Há ainda os que preferem escarnecer: uns bilhetes de futebol, por amor de Deus. Pois, uns bilhetes de futebol. Mas uns bilhetes de futebol a troco de quê? As autoridades têm a obrigação de investigar. Pequenos favores podem ser a impressão digital de grandes promiscuidades, isto é, de um regime em que a lei não é igual para todos, por exemplo, para aqueles que podem usar bilhetes de futebol para acelerar processos. Mário Centeno, depois da sua imprudência, terá certamente sido o primeiro interessado em que tudo fosse esclarecido.
Percebemos porque o regime anda tão nervoso. Para além das prevaricações que possam ter ocorrido e ser provadas em tribunal, o que começa a ficar à mostra é a rede opaca de contactos, de cumplicidades, de jeitos e de favores que une entre si a oligarquia do regime. Chamamos-lhe “corrupção”, e com essa palavra, pensamos em gente a enriquecer ilegalmente. Mas — e se esta for também, para além de quaisquer ganhos ilegais, a maneira de o regime funcionar? E se tivermos aqui, nos arranjos e nas amizades que ligam os seus figurantes uns aos outros, a relojoaria profunda do regime, sem a qual não pode existir?
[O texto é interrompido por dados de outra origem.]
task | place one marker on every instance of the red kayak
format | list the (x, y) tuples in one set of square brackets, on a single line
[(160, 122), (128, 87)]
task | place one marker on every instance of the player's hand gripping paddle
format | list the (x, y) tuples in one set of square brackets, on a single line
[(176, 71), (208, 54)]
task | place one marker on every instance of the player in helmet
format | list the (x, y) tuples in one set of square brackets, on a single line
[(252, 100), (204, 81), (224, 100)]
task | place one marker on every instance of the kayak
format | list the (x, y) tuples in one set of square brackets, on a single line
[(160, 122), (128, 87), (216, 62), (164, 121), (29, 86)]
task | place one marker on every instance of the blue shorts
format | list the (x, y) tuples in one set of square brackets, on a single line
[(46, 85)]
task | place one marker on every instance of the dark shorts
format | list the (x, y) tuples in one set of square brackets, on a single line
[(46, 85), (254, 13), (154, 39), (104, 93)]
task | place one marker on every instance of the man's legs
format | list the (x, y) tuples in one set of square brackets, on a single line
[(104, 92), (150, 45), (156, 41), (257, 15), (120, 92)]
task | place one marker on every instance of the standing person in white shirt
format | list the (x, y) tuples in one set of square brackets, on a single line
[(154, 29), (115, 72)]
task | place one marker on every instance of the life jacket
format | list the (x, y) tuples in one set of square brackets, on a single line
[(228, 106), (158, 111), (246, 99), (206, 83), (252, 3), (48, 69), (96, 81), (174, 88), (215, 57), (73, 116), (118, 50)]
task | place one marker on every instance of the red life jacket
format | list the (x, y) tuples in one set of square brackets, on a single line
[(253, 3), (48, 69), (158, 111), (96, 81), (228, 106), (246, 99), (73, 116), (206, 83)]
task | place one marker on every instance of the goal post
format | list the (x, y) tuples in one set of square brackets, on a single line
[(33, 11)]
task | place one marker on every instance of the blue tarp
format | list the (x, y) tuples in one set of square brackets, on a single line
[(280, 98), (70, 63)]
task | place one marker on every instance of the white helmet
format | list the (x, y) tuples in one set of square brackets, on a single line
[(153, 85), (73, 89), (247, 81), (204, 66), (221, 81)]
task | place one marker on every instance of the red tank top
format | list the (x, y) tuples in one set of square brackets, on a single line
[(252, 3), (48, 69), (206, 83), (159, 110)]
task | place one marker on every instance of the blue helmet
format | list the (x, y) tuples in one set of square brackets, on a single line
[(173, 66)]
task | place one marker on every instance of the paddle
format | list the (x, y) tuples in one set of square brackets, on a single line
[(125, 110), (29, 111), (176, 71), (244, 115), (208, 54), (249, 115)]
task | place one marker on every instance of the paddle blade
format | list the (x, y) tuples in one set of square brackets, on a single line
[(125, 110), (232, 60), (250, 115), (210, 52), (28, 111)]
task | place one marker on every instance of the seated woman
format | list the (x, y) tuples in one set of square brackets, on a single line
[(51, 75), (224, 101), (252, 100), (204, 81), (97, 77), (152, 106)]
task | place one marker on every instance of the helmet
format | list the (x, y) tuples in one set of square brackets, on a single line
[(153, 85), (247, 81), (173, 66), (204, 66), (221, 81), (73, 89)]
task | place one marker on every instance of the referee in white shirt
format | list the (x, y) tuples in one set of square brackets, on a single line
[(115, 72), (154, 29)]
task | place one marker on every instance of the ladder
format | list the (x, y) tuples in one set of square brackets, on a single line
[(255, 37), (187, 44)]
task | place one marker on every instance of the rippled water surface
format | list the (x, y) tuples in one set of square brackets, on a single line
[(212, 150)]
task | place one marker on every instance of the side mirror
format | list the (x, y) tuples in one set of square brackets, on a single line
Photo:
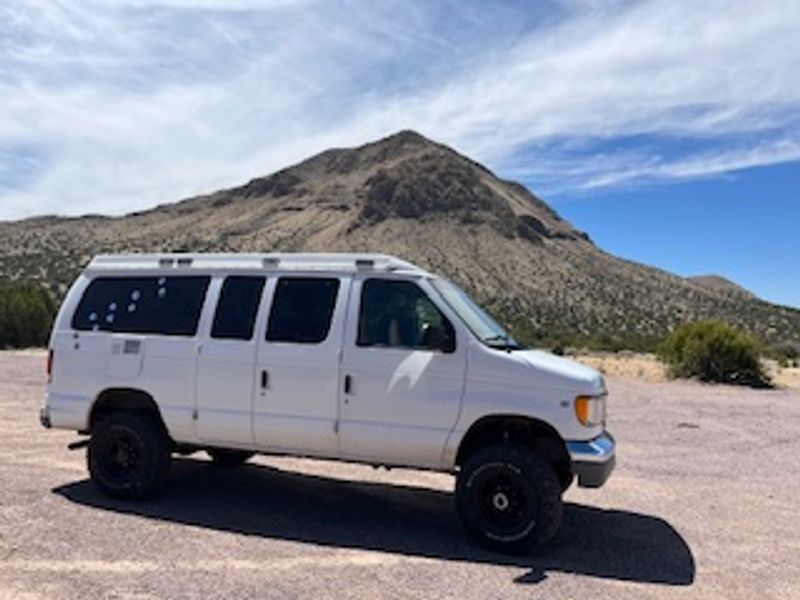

Talvez esta rede seja a explicação para esse facto bizarro, que é os políticos proporem e aprovarem leis que depois os apanham. Julgarão porventura que, graças ao sistema de que fazem parte, nunca estarão sob o seu alcance? Que haverá sempre uma toga amiga a cobrir eventuais processos? Compreendemos também assim como, quando lhes acontece terem subitamente de enfrentar um magistrado, alegam com tanta convicção que estão a ser perseguidos. De facto, num regime em que toda a gente anda geralmente protegida, que outra razão poderia haver para alguém ser suspeito e acusado, a não ser uma perseguição?
Nas situações mais desesperadas, há um ultimo recurso: as tribunas televisivas e eleitorais. No Brasil, Lula da Silva dá o exemplo: condenado por unanimidade em última instância, com provas que a defesa não conseguiu refutar, ei-lo decidido a ir a votos, como se a democracia tivesse sido inventada para livrar políticos corruptos de expiar as culpas. Talvez resulte, porque o povo já uma vez escolheu Barrabás. Mas isto, segundo os mestres de moral, já não é “populismo”: populismo é denunciar e investigar a corrupção, não é usar eleições para fugir à prisão. Por cá, Marques Mendes prevê que José Sócrates possa ser tentado pelo mesmo expediente. Veremos. O Dr. Johnson disse que o patriotismo era o último refúgio dos canalhas. Estará a democracia, em certos países, destinada a ser o último refúgio dos arguidos e dos condenados?